After her brilliant studies at Van Vollenhoven secondary school in Dakar (Senegal) - 1st prize in Mathematics, French and Latin in the 1972 general examination in Senegal, and 2nd prize in Greek, recipient of the scientific baccalaureat with honours and compliments of the jury - Rose Dieng-Kuntz continued her studies in France where she was the first woman from Senegal and from Africa to be admitted to the Ecole polytechnique in 1976. She joined INRIA in 1985 after obtaining a doctorate degree in information technology and publishing a thesis on the specification of parallelism at the Ecole Nationale Supérieure des Télécommunications.

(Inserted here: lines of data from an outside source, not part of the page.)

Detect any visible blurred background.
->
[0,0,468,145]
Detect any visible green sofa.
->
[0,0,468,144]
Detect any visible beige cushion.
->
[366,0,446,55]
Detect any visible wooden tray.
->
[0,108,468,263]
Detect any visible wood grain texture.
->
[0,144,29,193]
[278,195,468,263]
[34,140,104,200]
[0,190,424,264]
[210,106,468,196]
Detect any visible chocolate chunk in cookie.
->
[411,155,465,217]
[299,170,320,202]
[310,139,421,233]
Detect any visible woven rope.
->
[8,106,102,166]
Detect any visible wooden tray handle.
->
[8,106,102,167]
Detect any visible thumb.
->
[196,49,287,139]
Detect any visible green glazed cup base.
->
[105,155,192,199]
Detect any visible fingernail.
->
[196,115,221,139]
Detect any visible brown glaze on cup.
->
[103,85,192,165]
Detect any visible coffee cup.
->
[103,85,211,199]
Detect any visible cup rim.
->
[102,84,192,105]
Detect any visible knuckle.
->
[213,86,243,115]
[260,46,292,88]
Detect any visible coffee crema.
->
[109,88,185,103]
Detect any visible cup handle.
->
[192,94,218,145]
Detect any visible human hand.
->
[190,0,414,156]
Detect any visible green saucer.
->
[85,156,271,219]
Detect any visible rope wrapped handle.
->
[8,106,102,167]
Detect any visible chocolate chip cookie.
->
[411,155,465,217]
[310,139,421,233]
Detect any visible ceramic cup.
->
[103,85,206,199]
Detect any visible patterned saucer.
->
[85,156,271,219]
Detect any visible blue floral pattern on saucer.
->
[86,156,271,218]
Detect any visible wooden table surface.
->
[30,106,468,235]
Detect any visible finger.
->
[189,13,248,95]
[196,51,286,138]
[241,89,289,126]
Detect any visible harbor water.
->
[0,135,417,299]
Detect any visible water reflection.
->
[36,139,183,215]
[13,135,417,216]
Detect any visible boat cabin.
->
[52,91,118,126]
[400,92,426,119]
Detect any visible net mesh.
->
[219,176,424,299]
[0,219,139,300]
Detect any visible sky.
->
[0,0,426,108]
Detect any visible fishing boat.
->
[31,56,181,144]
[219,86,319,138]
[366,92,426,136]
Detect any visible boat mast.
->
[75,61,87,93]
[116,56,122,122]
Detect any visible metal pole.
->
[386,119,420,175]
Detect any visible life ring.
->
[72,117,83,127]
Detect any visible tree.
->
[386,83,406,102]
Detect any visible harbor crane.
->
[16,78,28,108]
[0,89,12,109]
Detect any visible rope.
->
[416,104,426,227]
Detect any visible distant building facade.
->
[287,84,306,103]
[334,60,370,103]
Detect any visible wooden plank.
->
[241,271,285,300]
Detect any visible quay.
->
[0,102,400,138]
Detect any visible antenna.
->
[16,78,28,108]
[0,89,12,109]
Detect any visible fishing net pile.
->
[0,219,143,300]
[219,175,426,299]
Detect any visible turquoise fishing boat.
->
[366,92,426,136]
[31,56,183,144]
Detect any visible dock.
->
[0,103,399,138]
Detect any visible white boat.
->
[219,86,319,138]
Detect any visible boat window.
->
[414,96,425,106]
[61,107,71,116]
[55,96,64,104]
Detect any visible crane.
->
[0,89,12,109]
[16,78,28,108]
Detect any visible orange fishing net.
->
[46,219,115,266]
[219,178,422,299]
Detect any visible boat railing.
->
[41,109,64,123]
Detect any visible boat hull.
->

Today, Rose Dieng-Kuntz is senior research scientist at INRIA and scientific leader of the ACACIA project-team (knowledge acquisition for aided design through agent interaction) at the INRIA Sophia Antipolis research unit, where she has worked since 1992. She is the second woman to become a project leader at INRIA.

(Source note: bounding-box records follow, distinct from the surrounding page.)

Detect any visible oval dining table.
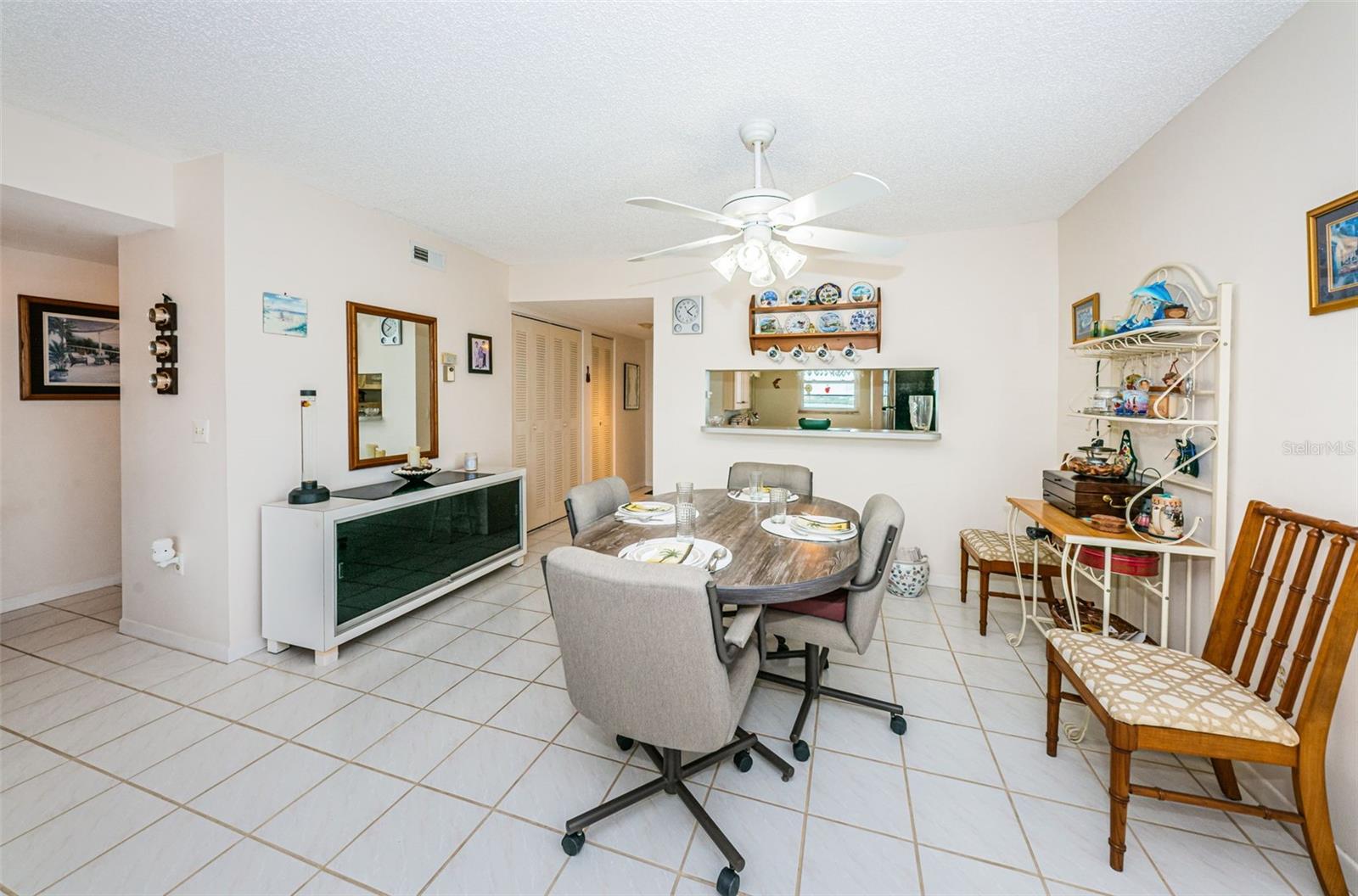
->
[575,489,858,606]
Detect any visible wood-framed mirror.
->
[345,301,439,470]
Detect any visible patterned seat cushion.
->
[1047,629,1299,747]
[962,529,1032,566]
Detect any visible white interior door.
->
[513,315,580,528]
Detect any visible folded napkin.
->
[793,516,853,532]
[647,541,693,566]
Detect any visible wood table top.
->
[1007,497,1214,555]
[575,489,858,604]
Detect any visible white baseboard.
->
[1234,762,1358,893]
[118,616,232,663]
[0,573,122,613]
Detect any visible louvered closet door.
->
[513,316,580,528]
[589,337,613,479]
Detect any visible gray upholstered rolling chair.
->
[566,477,631,538]
[759,494,906,762]
[727,460,812,498]
[542,547,793,896]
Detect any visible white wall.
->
[509,222,1057,585]
[1055,3,1358,885]
[0,246,127,609]
[118,156,231,658]
[0,106,175,226]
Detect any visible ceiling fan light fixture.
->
[736,240,769,274]
[711,246,740,283]
[769,242,806,280]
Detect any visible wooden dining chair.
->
[1047,501,1358,896]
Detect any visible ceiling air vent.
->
[410,242,443,270]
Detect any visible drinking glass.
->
[675,504,698,545]
[910,395,933,432]
[769,486,788,523]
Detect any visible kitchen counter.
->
[702,426,942,441]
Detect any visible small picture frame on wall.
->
[1306,190,1358,315]
[467,333,493,373]
[1070,292,1098,344]
[19,296,122,402]
[622,361,641,410]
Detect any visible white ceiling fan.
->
[627,118,906,288]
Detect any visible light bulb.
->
[711,246,740,283]
[736,242,769,274]
[769,242,806,280]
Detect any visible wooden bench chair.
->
[957,529,1061,636]
[1047,501,1358,896]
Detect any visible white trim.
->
[118,616,232,663]
[0,573,122,613]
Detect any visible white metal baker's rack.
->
[1062,262,1234,650]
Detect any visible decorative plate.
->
[849,308,878,333]
[816,283,844,305]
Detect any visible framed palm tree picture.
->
[19,296,122,400]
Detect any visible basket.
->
[1051,600,1156,645]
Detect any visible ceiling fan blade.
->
[769,171,891,227]
[627,233,740,260]
[627,195,744,229]
[774,227,906,255]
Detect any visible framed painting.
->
[622,361,641,410]
[1070,292,1098,344]
[467,333,494,373]
[19,296,121,402]
[1306,190,1358,315]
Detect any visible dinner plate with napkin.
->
[759,513,858,543]
[613,501,702,525]
[618,538,732,572]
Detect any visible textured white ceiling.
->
[0,0,1299,263]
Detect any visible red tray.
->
[1075,546,1159,575]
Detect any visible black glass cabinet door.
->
[335,480,519,630]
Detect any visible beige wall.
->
[1054,3,1358,887]
[0,247,122,609]
[509,222,1057,585]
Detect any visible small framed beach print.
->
[1306,190,1358,315]
[1070,292,1098,344]
[263,292,307,338]
[467,333,491,373]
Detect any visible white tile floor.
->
[0,524,1317,896]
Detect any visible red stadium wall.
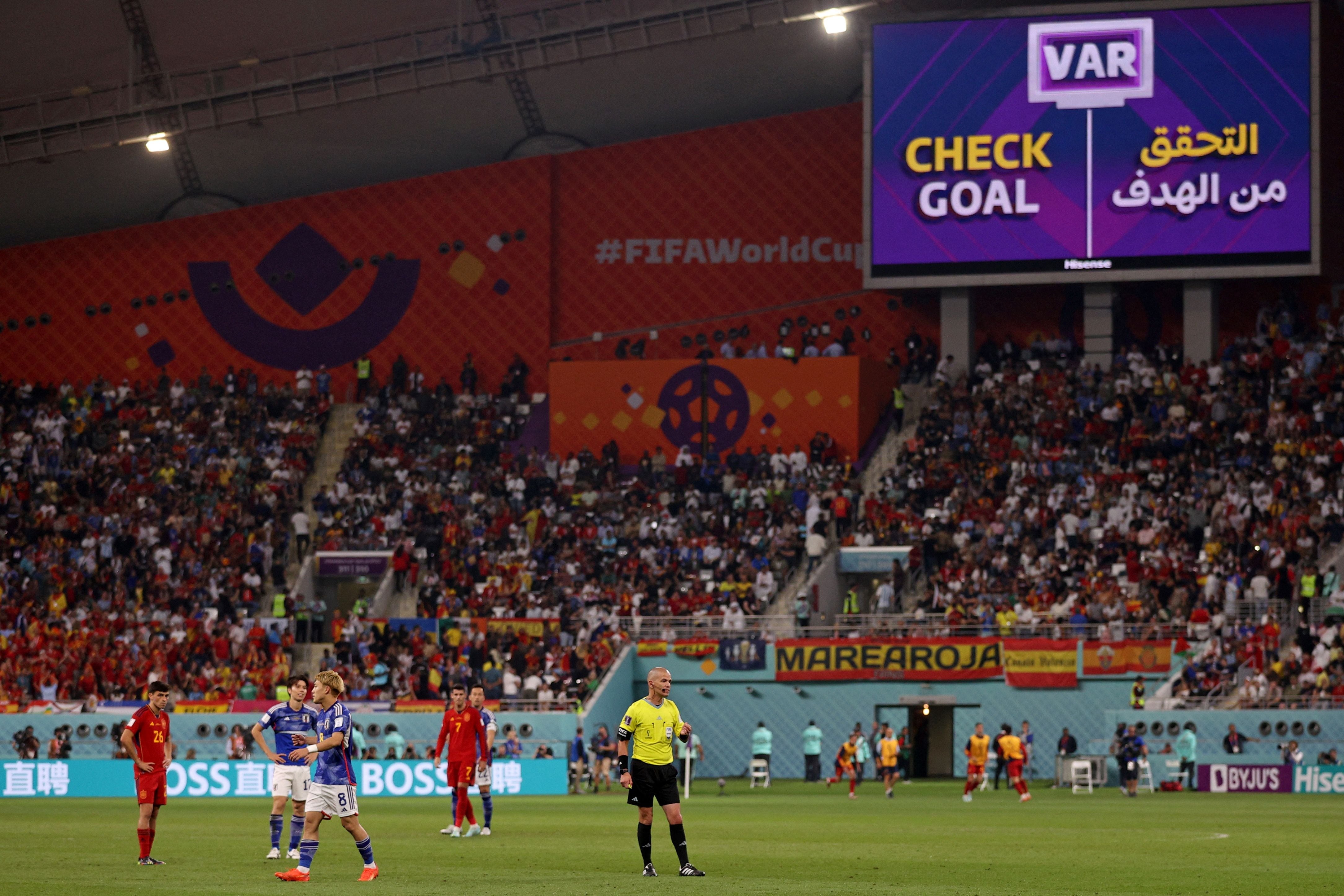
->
[0,159,551,397]
[550,357,895,463]
[0,103,1325,397]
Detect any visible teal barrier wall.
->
[0,759,567,799]
[1105,709,1344,766]
[8,707,581,759]
[572,650,1132,778]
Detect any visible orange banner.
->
[172,700,232,712]
[393,700,444,712]
[1083,641,1172,676]
[672,638,719,660]
[1125,641,1172,674]
[1083,641,1129,676]
[551,357,895,468]
[1004,638,1078,688]
[774,638,1004,681]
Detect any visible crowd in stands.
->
[0,368,329,701]
[8,295,1344,707]
[300,360,854,701]
[863,298,1344,701]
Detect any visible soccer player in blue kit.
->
[253,676,318,859]
[449,685,499,837]
[275,669,378,881]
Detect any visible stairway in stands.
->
[285,403,360,674]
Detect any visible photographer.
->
[1116,725,1148,797]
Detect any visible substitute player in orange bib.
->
[961,721,989,803]
[999,725,1031,802]
[827,731,863,799]
[121,681,172,865]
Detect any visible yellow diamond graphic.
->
[448,253,485,289]
[640,404,667,430]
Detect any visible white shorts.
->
[305,783,359,818]
[270,764,312,803]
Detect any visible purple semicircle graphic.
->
[187,258,419,371]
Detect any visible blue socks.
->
[288,815,304,849]
[298,840,317,871]
[355,837,374,868]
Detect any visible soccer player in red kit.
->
[434,684,490,837]
[121,681,172,865]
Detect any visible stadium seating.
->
[863,329,1344,705]
[0,368,329,701]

“We would like to emphasise not only the exceptional personality of Rose Dieng-Kuntz and her exemplary academic and professional career, but also the vision of this scientist who had the foresight to initiate research on the problem of knowledge modelling and acquisition more than ten years ago.Just after the invention of the Web and well before its widespread use around the world, what insight to envisage its applications, understand its limits and decipher its evolution!She has demonstrated not only remarkable scientific daring and great self-confidence, but also a rare, independent spirit by leaving the golden path of academia to strike out alone down the difficult and risky road to the unknown and discovery", says Michel Cosnard, director of INRIA Sophia Antipolis.

The ACACIA project-team that she leads first worked on methods and tools to assist in knowledge acquisition. In 1995, with the advent of the Web as a privileged means for spreading knowledge, ACACIA project research was expanded to include implementation of knowledge servers on the web and the creation of corporate memories. Knowledge management has thus become the main theme in this research. ACACIA was one of the first projects in the "knowledge engineering" community to understand the importance of the semantic web, as early as 1998. It has proposed an original approach to knowledge management based on the semantic web. The ACACIA collective publication on Knowledge Management is a recognized reference work.

“As far as the future is concerned, my vision is that of a web of knowledge linking individuals, organisations, countries and continents.The research we are aiming for seeks to improve cooperation between business and the community by building “knowledge webs”, a goal that is in phase with the Europe's target of evolving from an “information society” to a “knowledge society”, explains Rose Dieng-Kuntz. The ACACIA team developed the CORESE semantic search engine used to find resources in a semantic web context and offering approximate search capabilities.

Deeply committed to bringing science to the national and international research community, Rose Dieng-Kuntz strives to communicate her passion to young people (and girls in particular).